The elder asked if she accepted the bond, the crown, and the life beside the Alpha King.

Iris looked at Roman. She remembered the banquet hall. Mara’s careless whisper. Roman’s jealous stare.

The garden. The stable. The fear. The fire. The choice. “I do,” she said. Roman exhaled as if he had been holding his breath since the first night he saw her.

When he kissed her, the crowd roared. Later, long after the feast, they stood together on the balcony while the city glittered below.

“You know,” Iris said, leaning into him, “this all started because Mara said Fineian was hot.”

Roman groaned. “Do not remind me.” She laughed, and his arms tightened around her. “I was ridiculous,” he admitted.

“You were terrifying.” “I was jealous.” “You exploded.” He buried his face in her hair.

“I prefer passionate.” “I prefer honest.” Roman turned her gently to face him. Snow caught in his dark hair.
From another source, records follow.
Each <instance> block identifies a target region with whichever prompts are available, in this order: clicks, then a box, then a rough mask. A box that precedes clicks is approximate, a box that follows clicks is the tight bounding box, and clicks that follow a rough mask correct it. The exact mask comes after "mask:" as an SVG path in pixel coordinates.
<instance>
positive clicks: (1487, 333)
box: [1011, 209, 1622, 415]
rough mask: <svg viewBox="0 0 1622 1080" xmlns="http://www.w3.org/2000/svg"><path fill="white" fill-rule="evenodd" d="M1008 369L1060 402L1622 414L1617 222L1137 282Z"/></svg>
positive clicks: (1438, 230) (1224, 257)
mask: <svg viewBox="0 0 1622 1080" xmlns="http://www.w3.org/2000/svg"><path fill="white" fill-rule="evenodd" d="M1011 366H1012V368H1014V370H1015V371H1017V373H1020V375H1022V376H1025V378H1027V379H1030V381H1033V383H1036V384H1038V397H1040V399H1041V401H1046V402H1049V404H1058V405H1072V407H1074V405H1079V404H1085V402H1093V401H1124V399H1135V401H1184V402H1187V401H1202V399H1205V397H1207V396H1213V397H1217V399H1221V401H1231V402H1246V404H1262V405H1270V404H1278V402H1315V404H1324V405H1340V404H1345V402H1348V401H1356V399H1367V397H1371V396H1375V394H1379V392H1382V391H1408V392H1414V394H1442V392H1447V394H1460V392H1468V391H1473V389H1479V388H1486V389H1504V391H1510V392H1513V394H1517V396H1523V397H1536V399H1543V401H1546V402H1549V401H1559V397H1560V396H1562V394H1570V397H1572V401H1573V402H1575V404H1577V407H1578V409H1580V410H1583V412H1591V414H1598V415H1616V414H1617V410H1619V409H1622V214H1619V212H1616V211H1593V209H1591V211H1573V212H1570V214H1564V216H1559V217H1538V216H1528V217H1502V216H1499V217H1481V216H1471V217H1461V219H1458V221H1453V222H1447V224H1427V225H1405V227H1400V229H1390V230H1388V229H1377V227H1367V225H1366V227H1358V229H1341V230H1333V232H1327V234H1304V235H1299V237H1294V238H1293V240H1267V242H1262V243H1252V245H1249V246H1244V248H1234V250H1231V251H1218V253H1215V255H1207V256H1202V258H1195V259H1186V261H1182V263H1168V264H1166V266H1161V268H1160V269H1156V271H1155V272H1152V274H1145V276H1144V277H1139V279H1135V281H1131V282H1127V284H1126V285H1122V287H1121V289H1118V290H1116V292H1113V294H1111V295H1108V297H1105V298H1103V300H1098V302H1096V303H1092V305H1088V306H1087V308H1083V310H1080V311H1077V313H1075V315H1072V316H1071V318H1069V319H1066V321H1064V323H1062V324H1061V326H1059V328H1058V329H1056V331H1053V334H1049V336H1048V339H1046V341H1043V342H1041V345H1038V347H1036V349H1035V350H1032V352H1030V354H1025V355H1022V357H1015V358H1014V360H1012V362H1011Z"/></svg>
His eyes, once so cold, were full of warmth she now trusted completely. “Then honestly,” he said, “I loved you before I understood what love was.

I only knew that when you looked away, the room went dark.” Iris touched his cheek.

“And I loved you when you stopped trying to own me and started choosing me.”

His smile was slow, rare, and beautiful. Below them, music drifted from the hall. Above them, snow fell softly over the kingdom they would rule together.

Iris closed her eyes and listened to Roman’s heartbeat beneath her hand. Once, she had believed she belonged in shadows.

Now she knew better. Some lights did not burst. Some rose slowly, steadily, until even kings had to look up and follow them home.